Sorry - bum steer. Apparrently MSIE is (once again) completely broken
in this regard. There is a hack though - see
http://www.crazysquirrel.com/computi...-encoding.jspx

C.
Jul 13 '08 #4

This thread has been closed and replies have been disabled. Please start a new discussion.

Similar topics

0
by: Mirano | last post by:
Hi everybody. I open a Word document in the web browser control, I then select some text in it using a mouse, and I want to paste the selected text into another text box on the same form, but it...
5
by: Son KwonNam | last post by:
I found some information about copying text to clipboard in IE, but it does not preserve html formats. Is this possible to copy some html area, and when I paste it into MS Word or Excel, I could...
2
by: alexsg | last post by:
I'm setting up a resolutions database where each resolution will be copied from Word documents and pasted into a memo field. The resolution will be in the form: Resolution title <cr> Project no...
5
by: visu | last post by:
Hi this is a question asked in this group two years back.. No answer for this question till date. now i am in the same situation of the questioner.. to find a solution for this problem. Can any...
10
by: mojmir | last post by:
hello, i've just encountered following piece of code: struct Vector { float x, y, z; inline float & operator (size_t i) {
2
by: Killer42 | last post by:
Hi all. I'm using MS Word 2003, and MS Excel 2003. When I copy text from a Word document and paste it into Excel as plain text, Word creates a bookmark around the selected text. I'd like to know...
7
by: Eric Wertman | last post by:
I have a set of files with this kind of content (it's dumped from WebSphere): ]
6
by: Flyzone | last post by:
Hello, i'm trying to paste copied text from word into an input box. This text is saved into a oracle db and then used as text in another javascript. The problem is that using the saved text...
0
by: Robert | last post by:
Hi! I want to fill the clipboard programmatically in oder to manual copy the data to word. The data consists of cells of a grid which contains text or images. Using the standard copy/paste of...
0
by: Hystou | last post by:
There are some requirements for setting up RAID: 1. The motherboard and BIOS support RAID configuration. 2. The motherboard has 2 or more available SATA protocol SSD/HDD slots (including MSATA, M.2...
0
by: Hystou | last post by:
Most computers default to English, but sometimes we require a different language, especially when relocating.

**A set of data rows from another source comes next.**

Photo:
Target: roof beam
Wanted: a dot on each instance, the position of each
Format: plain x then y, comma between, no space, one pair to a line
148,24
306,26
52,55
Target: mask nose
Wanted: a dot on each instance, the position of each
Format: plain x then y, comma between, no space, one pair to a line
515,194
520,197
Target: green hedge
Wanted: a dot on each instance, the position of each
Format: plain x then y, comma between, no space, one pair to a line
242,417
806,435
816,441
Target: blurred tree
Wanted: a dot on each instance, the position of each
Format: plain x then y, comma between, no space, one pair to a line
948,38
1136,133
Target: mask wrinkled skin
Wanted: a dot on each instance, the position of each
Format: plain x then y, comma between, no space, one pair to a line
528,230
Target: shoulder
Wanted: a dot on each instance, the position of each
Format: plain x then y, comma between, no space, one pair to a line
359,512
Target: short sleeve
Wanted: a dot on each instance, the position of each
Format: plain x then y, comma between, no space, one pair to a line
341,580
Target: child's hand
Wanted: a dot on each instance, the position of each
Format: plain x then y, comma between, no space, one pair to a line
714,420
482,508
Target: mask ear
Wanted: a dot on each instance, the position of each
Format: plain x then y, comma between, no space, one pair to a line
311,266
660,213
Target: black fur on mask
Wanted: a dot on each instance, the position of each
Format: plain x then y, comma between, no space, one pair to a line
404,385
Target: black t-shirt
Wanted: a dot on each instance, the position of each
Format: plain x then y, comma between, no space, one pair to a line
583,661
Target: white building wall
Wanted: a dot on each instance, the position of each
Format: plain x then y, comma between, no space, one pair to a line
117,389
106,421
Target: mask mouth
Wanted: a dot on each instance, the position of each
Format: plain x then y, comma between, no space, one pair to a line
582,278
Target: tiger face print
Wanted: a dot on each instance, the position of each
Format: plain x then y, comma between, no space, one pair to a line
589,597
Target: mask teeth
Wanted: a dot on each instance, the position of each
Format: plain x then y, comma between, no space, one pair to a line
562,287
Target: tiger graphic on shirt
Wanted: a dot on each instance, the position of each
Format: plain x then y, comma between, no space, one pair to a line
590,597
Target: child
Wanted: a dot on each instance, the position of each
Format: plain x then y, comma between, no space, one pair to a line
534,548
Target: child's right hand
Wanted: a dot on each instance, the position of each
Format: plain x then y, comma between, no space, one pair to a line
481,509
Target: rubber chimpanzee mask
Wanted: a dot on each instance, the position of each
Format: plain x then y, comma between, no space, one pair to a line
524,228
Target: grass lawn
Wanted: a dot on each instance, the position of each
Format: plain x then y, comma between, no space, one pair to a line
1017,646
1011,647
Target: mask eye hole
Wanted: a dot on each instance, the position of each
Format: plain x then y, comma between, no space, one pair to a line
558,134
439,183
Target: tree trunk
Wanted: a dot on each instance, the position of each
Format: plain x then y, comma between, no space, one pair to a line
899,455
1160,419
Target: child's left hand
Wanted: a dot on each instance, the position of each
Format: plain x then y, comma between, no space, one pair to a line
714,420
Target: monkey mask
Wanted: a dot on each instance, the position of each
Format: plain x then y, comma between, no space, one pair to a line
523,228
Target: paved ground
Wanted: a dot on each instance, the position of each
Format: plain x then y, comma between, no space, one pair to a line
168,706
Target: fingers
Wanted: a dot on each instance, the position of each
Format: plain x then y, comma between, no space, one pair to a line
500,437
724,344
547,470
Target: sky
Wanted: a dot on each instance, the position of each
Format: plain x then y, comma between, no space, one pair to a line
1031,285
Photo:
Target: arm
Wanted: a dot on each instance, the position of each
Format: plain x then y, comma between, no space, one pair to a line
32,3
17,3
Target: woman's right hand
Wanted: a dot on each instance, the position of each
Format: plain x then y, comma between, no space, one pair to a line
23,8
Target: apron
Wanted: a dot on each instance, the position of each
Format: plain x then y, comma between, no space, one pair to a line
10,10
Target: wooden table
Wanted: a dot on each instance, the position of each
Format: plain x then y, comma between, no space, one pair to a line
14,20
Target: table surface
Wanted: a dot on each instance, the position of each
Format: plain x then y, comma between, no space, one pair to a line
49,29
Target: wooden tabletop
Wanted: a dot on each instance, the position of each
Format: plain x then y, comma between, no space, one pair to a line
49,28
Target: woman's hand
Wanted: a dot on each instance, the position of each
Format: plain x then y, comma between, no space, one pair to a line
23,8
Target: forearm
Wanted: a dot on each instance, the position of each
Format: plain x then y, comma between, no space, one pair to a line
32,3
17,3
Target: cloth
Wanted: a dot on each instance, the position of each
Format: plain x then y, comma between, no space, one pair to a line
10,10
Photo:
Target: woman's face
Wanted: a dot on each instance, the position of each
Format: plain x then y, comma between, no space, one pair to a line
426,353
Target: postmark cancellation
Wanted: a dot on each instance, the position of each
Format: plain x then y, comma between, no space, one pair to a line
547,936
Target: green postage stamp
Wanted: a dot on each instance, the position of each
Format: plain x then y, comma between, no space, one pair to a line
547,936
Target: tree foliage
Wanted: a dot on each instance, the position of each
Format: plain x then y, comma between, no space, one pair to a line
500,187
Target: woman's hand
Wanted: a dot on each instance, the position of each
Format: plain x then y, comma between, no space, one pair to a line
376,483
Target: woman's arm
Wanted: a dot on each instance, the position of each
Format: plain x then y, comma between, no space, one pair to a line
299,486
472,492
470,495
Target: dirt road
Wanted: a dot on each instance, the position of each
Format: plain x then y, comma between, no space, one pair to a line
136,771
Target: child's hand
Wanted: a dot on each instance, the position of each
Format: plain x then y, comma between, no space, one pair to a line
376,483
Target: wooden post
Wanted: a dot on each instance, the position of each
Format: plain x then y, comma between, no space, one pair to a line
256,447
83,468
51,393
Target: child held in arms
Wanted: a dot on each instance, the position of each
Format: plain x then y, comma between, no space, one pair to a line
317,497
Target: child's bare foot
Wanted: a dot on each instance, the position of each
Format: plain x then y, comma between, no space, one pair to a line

Forgot to request a specific language before your computer shipped? No problem! You can...
0
tracyyun
by: tracyyun | last post by:
Dear forum friends, With the development of smart home technology, a variety of wireless communication protocols have appeared on the market, such as Zigbee, Z-Wave, Wi-Fi, Bluetooth, etc. Each...
0
agi2029
by: agi2029 | last post by:
Let's talk about the concept of autonomous AI software engineers and no-code agents. These AIs are designed to manage the entire lifecycle of a software development projectplanning, coding, testing,...
1
isladogs
by: isladogs | last post by:
The next Access Europe User Group meeting will be on Wednesday 1 May 2024 starting at 18:00 UK time (6PM UTC+1) and finishing by 19:30 (7.30PM). In this session, we are pleased to welcome a new...
0
by: conductexam | last post by:
I have .net C# application in which I am extracting data from word file and save it in database particularly. To store word all data as it is I am converting the whole word file firstly in HTML and...
0
by: adsilva | last post by:
A Windows Forms form does not have the event Unload, like VB6. What one acts like?
0
by: 6302768590 | last post by:
Hai team i want code for transfer the data from one system to another through IP address by using C# our system has to for every 5mins then we have to update the data what the data is updated ...
0
muto222
php
by: muto222 | last post by:
How can i add a mobile payment intergratation into php mysql website.

By using Bytes.com and it's services, you agree to our Privacy Policy and Terms of Use.

To disable or enable advertisements and analytics tracking please visit the manage ads & tracking page.